The Corsair pilots also corrected some misconceptions, Dacus said. Some aviators could decorate their warplanes with whimsical nose art, or the names of wives or girlfriends, and display their kills with tiny enemy flags painted below their cockpit canopies.

The men of Marine Fighting Squadron 215 didn’t personalize their aircraft because fighter planes were assigned for each flight.

“I rarely flew the same plane twice,” Executive Officer Bob Owens told Dacus.

When “hero photos” were taken for the folks back home, the cameraman would often use just one Corsair, chalking a woman’s name on the nose, then wiping it off and chalking on another name when the next pilot climbed into the cockpit. One pilot did that for five different girls, Dacus said.

Unlike the movie portrayals of aerial combat, “there were very few dogfights.
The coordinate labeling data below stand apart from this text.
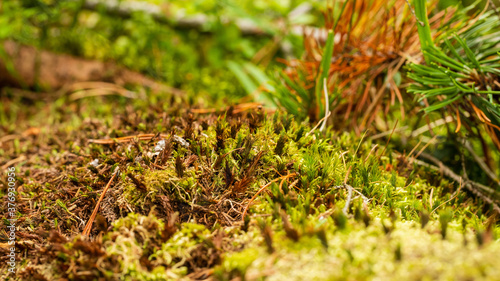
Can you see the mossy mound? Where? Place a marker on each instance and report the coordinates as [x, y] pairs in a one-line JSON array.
[[240, 194]]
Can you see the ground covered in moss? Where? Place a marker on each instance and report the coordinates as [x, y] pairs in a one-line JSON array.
[[242, 193]]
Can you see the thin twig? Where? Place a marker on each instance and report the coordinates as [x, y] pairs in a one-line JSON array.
[[260, 190], [455, 194], [481, 163], [327, 106], [475, 188], [88, 227], [349, 188], [317, 125], [388, 140]]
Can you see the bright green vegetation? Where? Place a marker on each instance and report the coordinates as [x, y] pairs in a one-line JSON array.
[[245, 192], [296, 229]]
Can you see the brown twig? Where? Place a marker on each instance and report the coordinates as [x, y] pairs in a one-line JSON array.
[[88, 226], [260, 190], [127, 139], [475, 188]]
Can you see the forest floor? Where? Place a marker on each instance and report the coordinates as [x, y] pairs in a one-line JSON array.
[[236, 193]]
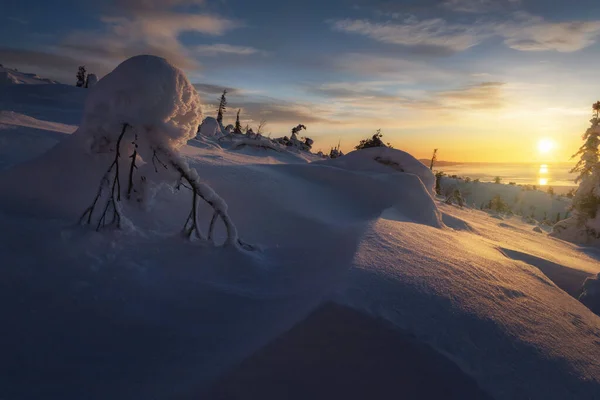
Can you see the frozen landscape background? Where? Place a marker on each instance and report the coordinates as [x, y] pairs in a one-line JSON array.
[[359, 280]]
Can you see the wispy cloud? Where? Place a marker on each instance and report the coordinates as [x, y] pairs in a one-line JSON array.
[[532, 33], [434, 32], [59, 66], [521, 31], [215, 89], [152, 33], [18, 20], [225, 49], [480, 96], [479, 6]]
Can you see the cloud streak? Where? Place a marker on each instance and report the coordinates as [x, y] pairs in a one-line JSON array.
[[434, 32], [225, 49], [523, 31]]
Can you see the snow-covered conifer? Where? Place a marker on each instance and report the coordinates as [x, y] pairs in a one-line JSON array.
[[81, 76], [146, 110]]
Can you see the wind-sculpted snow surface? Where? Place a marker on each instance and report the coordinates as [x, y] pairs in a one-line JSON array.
[[377, 159], [139, 313], [210, 127]]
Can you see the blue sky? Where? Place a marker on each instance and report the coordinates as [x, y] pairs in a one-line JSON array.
[[480, 79]]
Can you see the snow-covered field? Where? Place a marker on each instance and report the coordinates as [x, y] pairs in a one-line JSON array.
[[483, 306]]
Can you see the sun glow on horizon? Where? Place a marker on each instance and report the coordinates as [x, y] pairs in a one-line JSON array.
[[546, 145]]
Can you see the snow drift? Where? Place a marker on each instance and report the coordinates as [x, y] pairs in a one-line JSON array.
[[382, 159], [210, 127], [13, 77], [139, 313]]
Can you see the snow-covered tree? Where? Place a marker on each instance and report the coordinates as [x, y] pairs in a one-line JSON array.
[[433, 159], [587, 198], [238, 125], [374, 141], [584, 225], [81, 76], [146, 110], [222, 107], [296, 130]]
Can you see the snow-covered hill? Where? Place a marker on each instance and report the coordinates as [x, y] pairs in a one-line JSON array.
[[10, 76], [143, 313]]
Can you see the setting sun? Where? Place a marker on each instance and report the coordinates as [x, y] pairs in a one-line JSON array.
[[545, 146]]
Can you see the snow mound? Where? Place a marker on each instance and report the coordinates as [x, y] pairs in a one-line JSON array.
[[382, 159], [149, 94], [92, 80], [13, 77], [210, 127], [591, 293], [576, 230]]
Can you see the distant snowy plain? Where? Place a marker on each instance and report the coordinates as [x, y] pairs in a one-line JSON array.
[[142, 313]]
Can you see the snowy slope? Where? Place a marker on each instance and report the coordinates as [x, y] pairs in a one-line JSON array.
[[142, 313], [10, 76]]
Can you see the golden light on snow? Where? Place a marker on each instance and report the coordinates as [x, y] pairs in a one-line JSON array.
[[545, 145]]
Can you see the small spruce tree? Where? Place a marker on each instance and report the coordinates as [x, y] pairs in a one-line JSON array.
[[81, 76], [433, 159], [374, 141], [222, 107], [238, 125], [586, 200]]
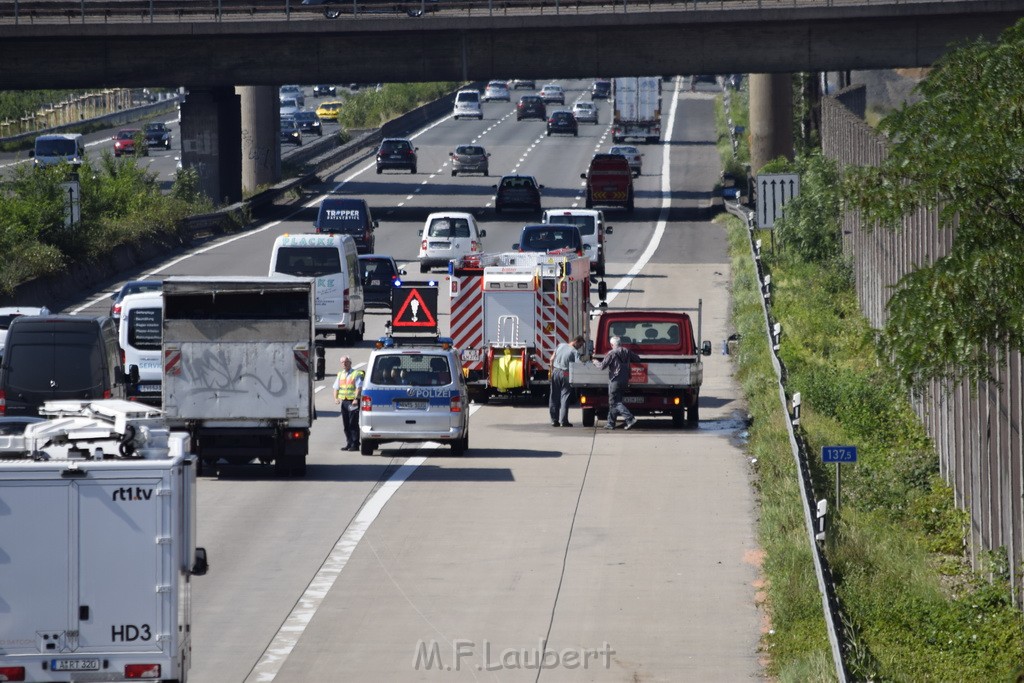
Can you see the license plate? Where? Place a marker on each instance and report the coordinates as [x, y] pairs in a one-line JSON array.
[[74, 665], [411, 404]]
Most fatalities were by surprise attacks,” Dacus said.

The favored tactic was to gain an altitude advantage and scream down on an unsuspecting target. (The Japanese called the Corsair “whistling death.”) In another reality check, mechanical failures killed more Corsair pilots than enemy action.

Legendary pilots

Two Corsair pilots who flew with other Marine squadrons became aerospace living legends. John Glenn was the first American to complete an orbit around the Earth in 1962. As a member of Marine Fighting Squadron 155, Glenn flew 59 combat missions in the South Pacific.
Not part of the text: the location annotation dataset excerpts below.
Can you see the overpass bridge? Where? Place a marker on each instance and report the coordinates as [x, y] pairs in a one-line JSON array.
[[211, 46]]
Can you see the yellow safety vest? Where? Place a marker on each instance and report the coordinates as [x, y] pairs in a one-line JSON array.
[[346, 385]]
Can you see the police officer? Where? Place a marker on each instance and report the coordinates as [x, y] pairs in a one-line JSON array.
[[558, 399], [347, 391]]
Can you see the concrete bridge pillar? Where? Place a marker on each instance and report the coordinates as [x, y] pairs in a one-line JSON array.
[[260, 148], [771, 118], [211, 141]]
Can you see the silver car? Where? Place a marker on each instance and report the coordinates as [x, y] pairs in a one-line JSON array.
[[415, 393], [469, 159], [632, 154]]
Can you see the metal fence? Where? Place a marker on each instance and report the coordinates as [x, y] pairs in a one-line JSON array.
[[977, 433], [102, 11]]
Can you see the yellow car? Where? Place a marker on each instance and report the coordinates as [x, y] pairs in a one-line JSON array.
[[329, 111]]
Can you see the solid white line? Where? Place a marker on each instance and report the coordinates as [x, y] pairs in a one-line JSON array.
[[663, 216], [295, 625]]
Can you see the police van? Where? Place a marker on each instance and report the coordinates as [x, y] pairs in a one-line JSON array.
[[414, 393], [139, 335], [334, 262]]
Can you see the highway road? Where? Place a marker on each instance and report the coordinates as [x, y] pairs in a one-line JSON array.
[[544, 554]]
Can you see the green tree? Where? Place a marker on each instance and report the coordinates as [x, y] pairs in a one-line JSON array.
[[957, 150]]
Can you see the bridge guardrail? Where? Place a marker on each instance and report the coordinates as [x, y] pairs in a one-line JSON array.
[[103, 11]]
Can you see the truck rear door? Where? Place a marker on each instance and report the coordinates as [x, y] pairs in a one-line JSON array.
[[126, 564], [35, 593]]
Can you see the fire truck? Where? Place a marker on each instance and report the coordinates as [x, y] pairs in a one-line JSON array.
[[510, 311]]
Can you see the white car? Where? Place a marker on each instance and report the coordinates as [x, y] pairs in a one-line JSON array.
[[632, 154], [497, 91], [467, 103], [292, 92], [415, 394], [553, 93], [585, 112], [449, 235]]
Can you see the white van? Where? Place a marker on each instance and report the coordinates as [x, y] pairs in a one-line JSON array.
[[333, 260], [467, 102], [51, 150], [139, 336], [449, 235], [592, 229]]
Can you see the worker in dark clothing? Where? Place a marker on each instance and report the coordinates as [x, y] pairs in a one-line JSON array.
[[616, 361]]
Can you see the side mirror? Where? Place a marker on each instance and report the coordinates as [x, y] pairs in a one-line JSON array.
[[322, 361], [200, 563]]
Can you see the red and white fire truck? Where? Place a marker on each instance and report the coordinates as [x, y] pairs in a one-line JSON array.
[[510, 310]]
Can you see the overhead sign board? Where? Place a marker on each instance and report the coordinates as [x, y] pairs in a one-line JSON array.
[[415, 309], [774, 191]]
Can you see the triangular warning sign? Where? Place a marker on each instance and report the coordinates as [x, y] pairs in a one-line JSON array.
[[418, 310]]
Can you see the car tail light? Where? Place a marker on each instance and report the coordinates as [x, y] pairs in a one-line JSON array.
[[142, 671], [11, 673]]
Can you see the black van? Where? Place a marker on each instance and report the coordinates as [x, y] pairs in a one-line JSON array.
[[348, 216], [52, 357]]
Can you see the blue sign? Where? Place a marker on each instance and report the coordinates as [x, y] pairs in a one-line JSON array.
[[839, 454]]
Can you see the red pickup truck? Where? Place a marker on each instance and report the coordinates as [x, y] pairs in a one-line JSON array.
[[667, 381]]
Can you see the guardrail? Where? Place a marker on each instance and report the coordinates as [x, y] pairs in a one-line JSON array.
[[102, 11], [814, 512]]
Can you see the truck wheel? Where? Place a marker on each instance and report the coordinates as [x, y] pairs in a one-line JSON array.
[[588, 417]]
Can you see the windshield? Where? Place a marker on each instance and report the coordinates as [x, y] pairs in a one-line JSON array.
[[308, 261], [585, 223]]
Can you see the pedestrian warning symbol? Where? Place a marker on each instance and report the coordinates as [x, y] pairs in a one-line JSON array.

Charles Lindbergh piloted the first nonstop solo flight across the Atlantic in 1927. At age 42, he was a civilian consultant with the F4U Corsair manufacturer when he visited a Marine fighter squadron on Guadalcanal.

“He taught them how to get more performance out of their planes and extend their range,” Dacus said.

According to Charles- Lindbergh.com, he also flew 14 combat missions, strafing and dive-bombing Japanese targets. In one attack, Lindbergh took off with a bomb load of 4,000 pounds, at that time the heaviest load ever carried by a single-engine fighter. Then Lindbergh moved on to an Army air base, flying at least two combat missions with P-38 Lightning pilots.

Again, there was a long span between the WWII book’s inspiration and its publication. Dacus cited forces that also back-burnered his Desert Storm book. You make plans, he said, “then life interferes.”

When “The Fighting Corsairs” published, Dacus hoped to get back in touch with the pilots he interviewed for the book. Then death interfered.

“I tried to find them and kept running into one word: obituary. It’s really sad,” Dacus said. “I wasn’t able to give them their due.”